Dreamy ‘Beatlebone’ reimagines a lost and longing John Lennon
John Lennon purchased a private island, Dorinish, off the northwestern coast of Ireland in 1967, yet he hardly spent any time there before he was murdered in New York in 1980. This simple, sad fact animates Kevin Barry’s misty new novel, Beatlebone (Doubleday, 320 pp., stars out of four), which looks back on the rock icon as a vessel of longing and a spirit of loss for those of us trailing in the wake of the great Beatle’s music and mind.
Barry is the acclaimed Irish novelist whose first book, City of
Bohane, marked him as a prose poet in the profane and priestly tradition of Gaelic modernists from James Joyce to J.P. Donleavy.
In Beatlebone, he casts his Lennon back to 1978 and imagines the great man on a quest to spend a few days on his island, away from fame and family. There he plans to scream his way to some inner peace and fresh creativity, per Dr. Arthur Janov’s “primal therapy,” which Lennon famously bought into.
Things proceed comically, in brief paragraphs, with no quotation marks, all of it skipping like stones across water as Lennon connects on the Irish coast with a bearish, avuncular driver, Cornelius, who helps him dodge the press and promises to deliver him to the island. It takes a while, with pub-crawling stopovers and hangovers, including a darkly funny interlude with what’s left of a hapless hippie cult.

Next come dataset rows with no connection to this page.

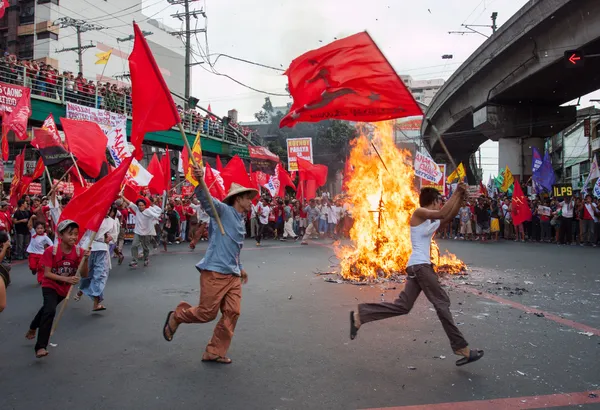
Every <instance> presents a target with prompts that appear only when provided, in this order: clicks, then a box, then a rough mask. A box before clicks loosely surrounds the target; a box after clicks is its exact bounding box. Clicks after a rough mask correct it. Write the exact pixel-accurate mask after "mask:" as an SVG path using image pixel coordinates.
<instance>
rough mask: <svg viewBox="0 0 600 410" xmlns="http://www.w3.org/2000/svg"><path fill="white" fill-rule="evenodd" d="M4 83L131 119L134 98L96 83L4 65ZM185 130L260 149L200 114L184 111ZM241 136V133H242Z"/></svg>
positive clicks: (47, 98) (191, 132) (120, 90)
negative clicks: (131, 97) (106, 87)
mask: <svg viewBox="0 0 600 410" xmlns="http://www.w3.org/2000/svg"><path fill="white" fill-rule="evenodd" d="M0 81H2V82H5V83H9V84H15V85H20V86H25V87H29V88H31V95H32V97H35V98H44V99H49V100H52V101H54V102H56V103H60V104H66V103H67V102H71V103H75V104H80V105H84V106H87V107H92V108H100V109H104V110H107V111H111V112H116V113H120V114H126V115H127V116H128V117H131V95H130V94H129V93H126V92H123V91H122V90H115V91H112V90H107V89H106V88H105V87H100V89H99V88H98V87H97V86H96V83H95V82H94V81H92V80H87V79H84V78H79V79H78V78H76V77H74V76H67V77H66V76H63V75H57V76H46V75H41V74H39V73H34V72H32V70H31V69H27V68H26V67H24V66H21V65H18V64H9V63H7V62H4V61H0ZM179 114H180V116H181V120H182V123H183V127H184V129H185V130H186V131H187V132H189V133H192V134H196V133H197V132H198V131H200V133H201V134H202V135H203V136H204V137H207V138H212V139H216V140H220V141H224V142H228V143H230V144H235V145H248V140H250V141H252V143H253V144H256V145H260V137H258V135H257V134H256V133H252V134H250V135H248V136H246V137H245V138H244V137H243V136H242V135H240V134H239V133H238V132H236V131H235V130H233V129H232V127H231V126H227V127H225V126H224V124H223V123H222V122H221V121H219V120H213V119H210V118H207V117H203V116H201V115H200V113H198V112H197V111H195V110H194V111H188V112H181V111H180V113H179ZM240 133H241V131H240Z"/></svg>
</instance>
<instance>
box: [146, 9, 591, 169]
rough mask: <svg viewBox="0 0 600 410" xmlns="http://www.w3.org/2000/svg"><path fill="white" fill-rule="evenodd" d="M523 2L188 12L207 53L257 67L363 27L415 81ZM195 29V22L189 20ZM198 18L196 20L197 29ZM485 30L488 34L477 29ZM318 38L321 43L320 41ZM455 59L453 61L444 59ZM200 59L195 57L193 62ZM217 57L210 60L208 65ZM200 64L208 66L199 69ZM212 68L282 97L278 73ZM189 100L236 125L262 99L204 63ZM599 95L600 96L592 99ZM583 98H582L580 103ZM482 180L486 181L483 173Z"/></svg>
mask: <svg viewBox="0 0 600 410" xmlns="http://www.w3.org/2000/svg"><path fill="white" fill-rule="evenodd" d="M526 2H527V1H526V0H421V1H419V2H417V1H398V0H368V1H364V0H362V1H358V0H303V1H296V0H227V1H223V0H198V1H196V2H194V3H192V4H194V6H193V7H192V8H193V9H200V8H204V10H205V11H206V13H207V16H208V31H207V34H208V46H209V53H210V54H218V53H225V54H229V55H232V56H235V57H239V58H243V59H247V60H252V61H256V62H259V63H262V64H266V65H270V66H274V67H279V68H282V69H285V68H287V66H288V65H289V63H290V61H291V60H292V59H293V58H295V57H297V56H298V55H300V54H302V53H304V52H306V51H308V50H311V49H314V48H318V47H320V46H322V45H324V44H326V43H328V42H331V41H333V40H334V38H335V37H337V38H340V37H344V36H347V35H350V34H354V33H356V32H359V31H362V30H368V31H369V33H370V34H371V36H372V37H373V39H374V40H375V42H376V43H377V44H378V45H379V47H380V48H381V49H382V50H383V52H384V54H385V55H386V56H387V58H388V59H389V60H390V62H391V63H392V65H393V66H394V68H395V69H396V71H397V72H398V73H399V74H409V75H411V76H413V78H415V79H432V78H443V79H447V78H448V77H450V75H451V74H452V73H453V71H454V70H456V68H458V67H459V65H460V64H461V63H462V62H463V61H465V60H466V59H467V58H468V57H469V55H471V53H472V52H473V51H475V49H476V48H477V47H478V46H479V45H481V43H482V42H483V41H485V38H484V37H483V36H480V35H478V34H468V35H462V36H461V35H453V34H448V31H453V30H454V31H458V30H461V24H491V20H490V16H491V14H492V12H494V11H496V12H498V20H497V24H498V25H499V26H501V25H502V24H503V23H504V22H506V21H507V20H508V19H509V18H510V17H511V16H512V15H513V14H514V13H515V12H516V11H517V10H519V9H520V8H521V7H522V6H523V5H524V4H525V3H526ZM143 4H144V6H145V9H144V13H145V14H146V15H152V14H154V13H157V12H160V11H161V10H162V9H164V8H165V2H164V1H163V2H157V0H143ZM181 9H182V6H171V7H169V8H168V9H167V10H164V11H163V12H161V13H159V14H158V16H157V17H162V22H163V23H165V24H168V25H171V26H173V27H176V28H179V27H181V25H182V23H181V22H180V21H179V20H177V19H173V18H171V17H169V15H170V14H172V13H175V12H177V11H178V10H181ZM194 24H195V21H194ZM201 27H203V19H202V18H200V19H199V20H198V28H201ZM477 29H478V30H481V31H482V32H483V33H486V34H489V33H491V29H489V28H485V27H478V28H477ZM193 40H194V41H193V43H194V47H195V49H196V50H197V51H198V53H201V52H205V51H206V42H205V38H204V35H203V34H198V36H197V40H198V41H196V38H194V39H193ZM321 41H322V42H321ZM442 54H452V55H453V56H454V58H453V59H452V60H442V59H441V56H442ZM197 58H198V60H199V61H201V58H200V57H197ZM215 58H216V55H215V56H213V57H212V58H211V60H212V61H214V59H215ZM203 67H204V68H205V69H203ZM214 68H215V70H216V71H218V72H220V73H223V74H228V75H230V76H231V77H233V78H235V79H236V80H238V81H240V82H242V83H244V84H246V85H248V86H251V87H253V88H256V89H259V90H262V91H267V92H271V93H285V90H284V88H285V84H286V79H285V78H284V77H283V76H282V75H281V74H282V73H280V72H276V71H274V70H270V69H267V68H262V67H256V66H252V65H249V64H246V63H243V62H238V61H234V60H231V59H227V58H225V57H221V58H219V60H218V62H217V63H216V65H215V66H214ZM192 75H193V79H192V95H194V96H195V97H197V98H199V99H200V104H201V105H203V106H207V105H208V104H209V103H210V104H211V108H212V110H213V111H214V112H215V113H216V114H218V115H225V114H226V113H227V110H228V109H231V108H236V109H237V110H238V113H239V119H240V121H252V120H254V116H253V114H254V113H255V112H256V111H258V110H260V107H261V105H262V103H263V102H264V98H265V96H266V95H265V94H263V93H259V92H255V91H251V90H250V89H248V88H245V87H243V86H241V85H239V84H236V83H235V82H233V81H232V80H230V79H228V78H226V77H220V76H218V75H215V74H213V73H212V72H210V70H209V67H207V64H204V65H202V66H196V67H194V68H193V73H192ZM595 98H598V97H595ZM271 101H272V102H273V104H274V105H285V104H286V103H287V102H289V101H290V100H289V99H288V98H287V97H275V96H272V97H271ZM585 102H586V100H585V99H584V101H582V103H583V104H584V105H586V104H585ZM484 145H485V147H484V148H483V150H482V163H483V165H484V168H485V170H486V175H488V174H489V173H492V174H496V173H497V168H498V166H497V144H494V143H491V144H490V143H486V144H484ZM485 180H487V176H485Z"/></svg>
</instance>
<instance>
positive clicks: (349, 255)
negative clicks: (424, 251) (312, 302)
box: [336, 121, 465, 282]
mask: <svg viewBox="0 0 600 410" xmlns="http://www.w3.org/2000/svg"><path fill="white" fill-rule="evenodd" d="M359 130H361V131H362V132H361V136H360V137H359V138H358V139H357V140H356V141H355V142H354V143H353V147H352V151H351V153H350V158H349V161H350V164H351V165H352V167H351V168H352V171H351V175H350V178H349V179H348V185H347V191H348V195H349V198H348V201H349V203H350V206H351V212H352V217H353V218H354V225H353V227H352V229H351V230H350V238H351V239H352V243H353V245H352V246H344V245H341V244H338V245H337V247H336V255H337V256H338V258H339V259H340V267H341V275H342V277H343V278H344V279H347V280H352V281H367V282H371V281H375V280H377V279H379V278H390V277H391V276H395V275H398V274H404V270H405V268H406V265H407V263H408V258H409V257H410V254H411V249H412V246H411V242H410V218H411V215H412V213H413V212H414V210H415V209H416V208H417V206H418V193H417V190H416V188H415V186H414V181H415V175H414V169H413V166H412V158H411V154H410V152H408V151H406V150H400V149H398V148H397V147H396V146H395V145H394V139H393V122H392V121H386V122H380V123H376V124H361V125H359ZM366 133H368V134H370V135H369V137H370V138H371V141H370V140H369V138H368V137H367V136H366V135H365V134H366ZM371 142H372V143H373V144H374V145H375V146H376V147H377V151H378V152H379V154H380V155H381V160H380V159H379V157H378V156H377V154H376V153H375V151H374V149H373V147H372V145H371ZM382 160H383V162H384V163H385V167H384V166H383V164H382ZM386 167H387V170H386ZM380 211H381V212H380ZM434 262H437V261H434ZM440 262H442V264H443V265H444V271H448V272H449V271H450V270H448V269H446V266H445V265H446V264H447V265H448V266H452V267H453V268H452V270H453V269H454V267H455V266H456V267H457V268H456V269H457V273H458V272H460V271H461V268H462V269H464V268H465V265H464V263H463V262H462V261H460V260H459V259H457V258H456V257H455V256H454V255H451V254H447V255H444V256H443V257H442V258H440ZM440 266H441V265H440Z"/></svg>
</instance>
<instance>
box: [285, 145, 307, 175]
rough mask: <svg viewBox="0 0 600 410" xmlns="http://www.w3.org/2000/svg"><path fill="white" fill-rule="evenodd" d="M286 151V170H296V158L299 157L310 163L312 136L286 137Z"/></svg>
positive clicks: (297, 165) (296, 167)
mask: <svg viewBox="0 0 600 410" xmlns="http://www.w3.org/2000/svg"><path fill="white" fill-rule="evenodd" d="M286 143H287V151H288V171H298V163H297V161H296V158H298V157H300V158H302V159H305V160H307V161H308V162H310V163H311V164H312V162H313V152H312V138H288V139H286Z"/></svg>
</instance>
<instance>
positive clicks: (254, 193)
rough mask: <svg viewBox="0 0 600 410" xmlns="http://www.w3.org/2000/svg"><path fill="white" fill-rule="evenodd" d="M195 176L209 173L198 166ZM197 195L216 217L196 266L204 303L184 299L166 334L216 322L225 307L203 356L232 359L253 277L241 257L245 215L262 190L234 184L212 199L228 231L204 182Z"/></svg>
mask: <svg viewBox="0 0 600 410" xmlns="http://www.w3.org/2000/svg"><path fill="white" fill-rule="evenodd" d="M193 175H194V178H195V179H196V180H197V181H200V180H201V179H203V178H204V172H203V170H202V168H199V167H194V169H193ZM195 194H196V197H197V198H198V200H199V201H200V203H201V204H202V207H203V208H204V209H205V210H206V212H207V213H208V214H209V215H210V217H211V223H210V224H209V229H210V233H209V236H208V238H209V239H208V249H207V250H206V254H205V256H204V258H202V260H201V261H200V262H198V264H197V265H196V269H198V271H200V303H199V304H198V306H192V305H190V304H189V303H187V302H181V303H179V305H178V306H177V308H176V309H175V311H171V312H169V313H168V315H167V320H166V321H165V325H164V327H163V336H164V338H165V340H167V341H168V342H170V341H171V340H173V336H174V335H175V332H176V331H177V328H178V327H179V325H180V324H182V323H207V322H210V321H212V320H214V319H215V318H216V317H217V313H218V311H219V308H220V309H221V313H222V316H221V319H220V320H219V323H217V326H216V327H215V330H214V333H213V337H212V339H211V340H210V342H209V343H208V346H206V351H205V352H204V354H203V355H202V361H208V362H217V363H223V364H229V363H231V359H230V358H228V357H227V356H226V354H227V350H228V349H229V345H230V344H231V339H232V338H233V331H234V330H235V325H236V323H237V319H238V317H239V315H240V304H241V300H242V284H243V283H244V284H245V283H246V282H248V274H247V273H246V271H245V270H244V269H243V268H242V264H241V262H240V252H241V250H242V247H243V245H244V237H245V235H246V223H245V220H244V215H245V214H246V213H248V212H249V211H250V209H251V206H252V199H254V197H255V196H256V195H258V191H257V190H256V189H252V188H245V187H243V186H241V185H239V184H236V183H233V184H231V187H230V188H229V193H228V194H227V196H226V197H225V198H224V199H223V202H220V201H218V200H217V199H215V198H212V201H213V203H214V205H215V209H216V211H217V214H218V215H219V218H220V219H221V223H222V225H223V229H224V231H225V234H224V235H223V234H221V232H220V231H219V230H218V229H217V228H216V225H217V224H216V222H215V221H214V218H215V215H214V213H213V210H212V207H211V206H210V197H209V195H207V194H206V193H205V192H204V190H203V189H202V188H201V187H200V186H198V187H197V188H196V191H195Z"/></svg>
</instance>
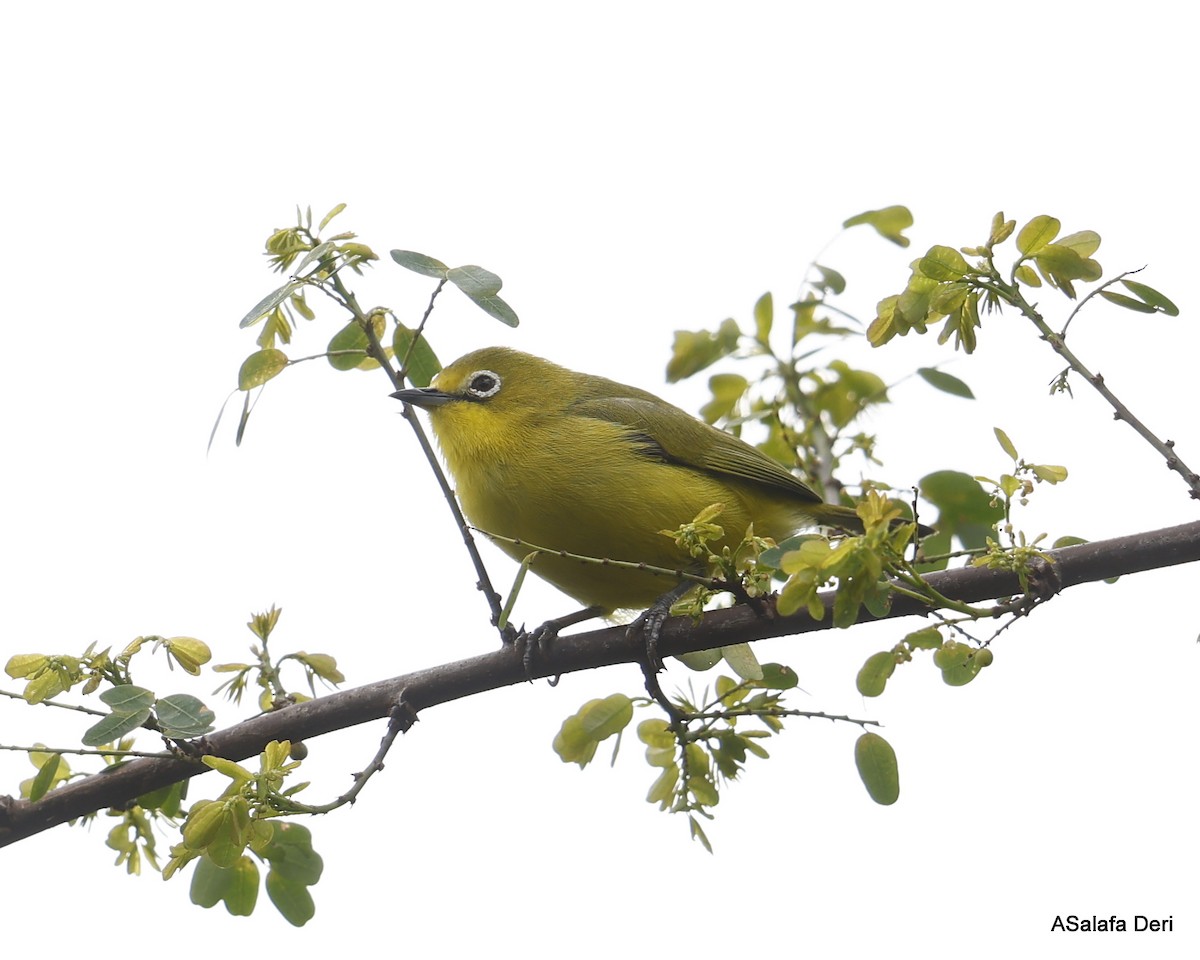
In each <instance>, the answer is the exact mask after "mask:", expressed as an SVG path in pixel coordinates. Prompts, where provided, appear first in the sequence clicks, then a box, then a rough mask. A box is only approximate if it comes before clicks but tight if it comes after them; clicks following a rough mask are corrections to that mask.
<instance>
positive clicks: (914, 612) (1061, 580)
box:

Led by a hoggish guru, the group’s therapy is to “rant” nastily at each other when they’re not having sex. John is annoyed and amused, and he realizes it’s all a version of his own screamer solution to the insoluble mystery and melancholy of life. Abandoned by his father and mourning his be- loved mother, Julia, John is a lost boy who can’t lose himself enough, an everyman we can pity and admire, driven to painful peaks of self-awareness by his great renown and soulful genius.
Throughout, the Beatlephile Barry makes playful reference to Beatle myth and Lennon lyrics (John is “so tired, he hasn’t slept a wink,” and there’s the “ducktail joint” of Cornelius’s hair style, although younger, casual Beatle fans will easily miss these nods).
As a stylist, Barry can be breathtaking (“the sea-rasp outside hoarse as love”), but the novel hits a metafictional reset after 200 pages, when Barry inserts himself into the action and sets off on his own journey to John’s island, suggesting that any work of fiction is really about the author.
This draws us into an essayistic realm that breaks the fictional reverie, and some readers will bridle at the disruption and the self-regard. It’s a delight to read, nonetheless.
John Lennon would very likely approve of Barry’s artistic daring, his wordplay, his grasp of the surreality and dreamy isolation of the Emerald Isle. Like Lennon, this book is equal parts inspiration, heart and bone.